22-6mm, 22-250, 17 hmr, 243 wssm, 25-06. 7mm, 338-06 mainly


----------



## scottjes000 (Jan 26, 2007)

I shoot an rws model 34 in 22 caliber


----------



## gray squirrel (Apr 23, 2006)

there well made guns i also knw some one that has it in 44 mag and yes i do like it


----------



## Zwetschgen (Jul 16, 2007)

I've used an Airmaster 77, but I've only taken two squirrels with it.

I use a Mossberg 500 - 12 gauge

Also, a Savage .22 Mark II

And I use the American Standard Webster's Dictionary to spell "squirrel" (O: such a funny little word...


----------



## rob864guy (Aug 10, 2007)

Zwetschgen said:


> I've used an Airmaster 77, but I've only taken two squirrels with it.
> 
> I use a Mossberg 500 - 12 gauge
> 
> ...


haha thats what i use 
eh but i only got 1 squirrel i wasn't able to go after the others a fox must have gotten them or somthing but then again ive only gone squirrel hunting once (didnt know about the head shot thing and well i got a head shot using iron sights so i got em)


----------



## Stonegoblet (Jun 24, 2007)

Umm, powermaster 66. Many years old. very strong. just capped me some vermin the other day. i have pictures of it in a different post. find it


----------



## ArcherOfLoaf (Aug 5, 2007)

Savage 17 HMR and 20 GA Stoger coach gun


----------



## Buck_master (Sep 17, 2007)

I use a mossberg 702 plinkster .22


----------



## Plainsman (Jul 30, 2003)

TC 50 cal Hawken


----------



## Stonegoblet (Jun 24, 2007)

Plainsman said:


> TC 50 cal Hawken


Nice!


----------



## nmubowyer (Sep 11, 2007)

impressive


----------



## Cleankill47 (Jan 19, 2006)

I use a Henry lever action .22, model H001; the plain one, and let me tell you, it works like a dream. The bullets go right where I want...

I also use a Remington 870 Express Magnum from time to time...

If I am feeling for something a little different, then I use either my Gamo Shadow 1000 .177 caliber pellet rifle, which is just plain fun, or my Benjamin/Sheridan bolt-action, pump-pneumatic .22-caliber pellet rifle.
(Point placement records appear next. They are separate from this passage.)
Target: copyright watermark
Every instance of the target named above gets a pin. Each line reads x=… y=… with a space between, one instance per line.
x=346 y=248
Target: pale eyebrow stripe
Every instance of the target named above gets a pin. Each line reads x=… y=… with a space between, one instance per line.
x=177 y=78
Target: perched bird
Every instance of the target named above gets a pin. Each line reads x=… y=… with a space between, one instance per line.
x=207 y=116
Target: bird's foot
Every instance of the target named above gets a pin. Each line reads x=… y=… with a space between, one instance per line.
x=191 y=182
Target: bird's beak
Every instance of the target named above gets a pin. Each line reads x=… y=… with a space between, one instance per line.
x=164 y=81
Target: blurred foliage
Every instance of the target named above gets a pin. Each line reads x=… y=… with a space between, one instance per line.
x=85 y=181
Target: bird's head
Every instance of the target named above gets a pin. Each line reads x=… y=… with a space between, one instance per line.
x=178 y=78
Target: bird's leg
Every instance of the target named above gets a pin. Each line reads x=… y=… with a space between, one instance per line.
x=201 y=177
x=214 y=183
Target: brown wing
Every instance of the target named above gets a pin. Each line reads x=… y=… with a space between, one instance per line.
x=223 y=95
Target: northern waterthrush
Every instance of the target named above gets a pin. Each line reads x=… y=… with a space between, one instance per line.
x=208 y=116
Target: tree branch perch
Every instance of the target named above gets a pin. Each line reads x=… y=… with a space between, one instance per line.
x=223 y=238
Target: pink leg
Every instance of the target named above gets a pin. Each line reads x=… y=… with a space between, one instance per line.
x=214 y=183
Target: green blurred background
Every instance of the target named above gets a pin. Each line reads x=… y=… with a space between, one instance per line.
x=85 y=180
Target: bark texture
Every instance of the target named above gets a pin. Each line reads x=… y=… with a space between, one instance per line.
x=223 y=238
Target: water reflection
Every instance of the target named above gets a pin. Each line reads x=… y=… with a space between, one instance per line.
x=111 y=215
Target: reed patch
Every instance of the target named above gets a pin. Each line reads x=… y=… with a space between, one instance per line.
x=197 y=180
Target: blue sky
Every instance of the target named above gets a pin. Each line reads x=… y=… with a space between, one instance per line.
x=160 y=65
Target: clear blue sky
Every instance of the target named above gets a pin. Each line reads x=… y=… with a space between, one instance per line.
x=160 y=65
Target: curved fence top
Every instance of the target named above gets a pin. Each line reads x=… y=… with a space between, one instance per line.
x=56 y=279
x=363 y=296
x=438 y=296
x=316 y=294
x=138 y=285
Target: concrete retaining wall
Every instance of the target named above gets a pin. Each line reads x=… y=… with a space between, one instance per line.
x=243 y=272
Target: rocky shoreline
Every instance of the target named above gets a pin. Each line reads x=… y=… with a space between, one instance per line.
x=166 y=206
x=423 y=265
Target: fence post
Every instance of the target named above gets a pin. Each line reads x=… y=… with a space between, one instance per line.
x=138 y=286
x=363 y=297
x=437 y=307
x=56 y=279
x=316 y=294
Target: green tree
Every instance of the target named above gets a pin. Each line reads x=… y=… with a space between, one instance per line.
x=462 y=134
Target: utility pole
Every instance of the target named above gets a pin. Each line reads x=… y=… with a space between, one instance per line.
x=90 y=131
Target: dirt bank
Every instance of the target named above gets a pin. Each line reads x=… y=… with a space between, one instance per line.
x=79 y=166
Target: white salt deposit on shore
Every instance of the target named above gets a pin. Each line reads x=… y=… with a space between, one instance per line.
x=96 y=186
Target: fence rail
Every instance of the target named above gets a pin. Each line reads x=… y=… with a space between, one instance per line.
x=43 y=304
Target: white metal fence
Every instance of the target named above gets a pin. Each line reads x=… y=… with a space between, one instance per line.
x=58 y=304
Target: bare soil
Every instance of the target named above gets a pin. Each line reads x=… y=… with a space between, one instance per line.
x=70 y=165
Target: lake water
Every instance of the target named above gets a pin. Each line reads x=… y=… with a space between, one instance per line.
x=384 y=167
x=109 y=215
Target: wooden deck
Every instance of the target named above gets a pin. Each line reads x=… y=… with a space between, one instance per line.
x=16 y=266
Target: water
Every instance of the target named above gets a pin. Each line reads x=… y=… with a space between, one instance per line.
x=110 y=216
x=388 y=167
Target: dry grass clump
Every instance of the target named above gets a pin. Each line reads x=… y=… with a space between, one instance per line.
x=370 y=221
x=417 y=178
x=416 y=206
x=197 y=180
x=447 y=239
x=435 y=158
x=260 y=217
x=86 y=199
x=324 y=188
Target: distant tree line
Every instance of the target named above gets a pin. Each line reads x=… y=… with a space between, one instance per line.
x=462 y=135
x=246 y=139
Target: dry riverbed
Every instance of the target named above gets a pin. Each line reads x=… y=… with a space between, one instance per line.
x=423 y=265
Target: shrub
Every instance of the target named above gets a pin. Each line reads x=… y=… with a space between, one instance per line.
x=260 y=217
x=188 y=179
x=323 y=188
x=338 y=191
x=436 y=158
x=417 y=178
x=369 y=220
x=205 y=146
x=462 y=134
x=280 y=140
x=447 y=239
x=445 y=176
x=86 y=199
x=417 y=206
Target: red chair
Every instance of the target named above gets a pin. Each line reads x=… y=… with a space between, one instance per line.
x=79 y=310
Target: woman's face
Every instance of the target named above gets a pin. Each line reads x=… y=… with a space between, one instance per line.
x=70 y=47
Also, I just ordered a Taurus Tracker Revolver in .22 LR, and from the 2" and 6" .357 Magnum revolvers I already have from them, I expect this to be a sweet little piece.










:sniper:


----------



## Stonegoblet (Jun 24, 2007)

ALL HAIL THE BENJAMIN SHERIDAN!!!!!!!!!


----------



## 308 (Jul 10, 2007)

16gauge ithaca single shot
22 marlin lever action
16gauge ithaca model 37 featherlight :beer: :sniper:


----------



## BRCincy (Oct 5, 2007)

I use a Remington 870 pump 12 gauge, a 20 gauge percussion Muzzleloading shotgun, and a 20 gauge flintlock Northwest Trade Gun.


----------



## squirrelman86 (Nov 8, 2006)

In the early seasons of fall when the leaves are still on the trees i use a Savage 20 gauge pump and a Savage 410 gauge pump.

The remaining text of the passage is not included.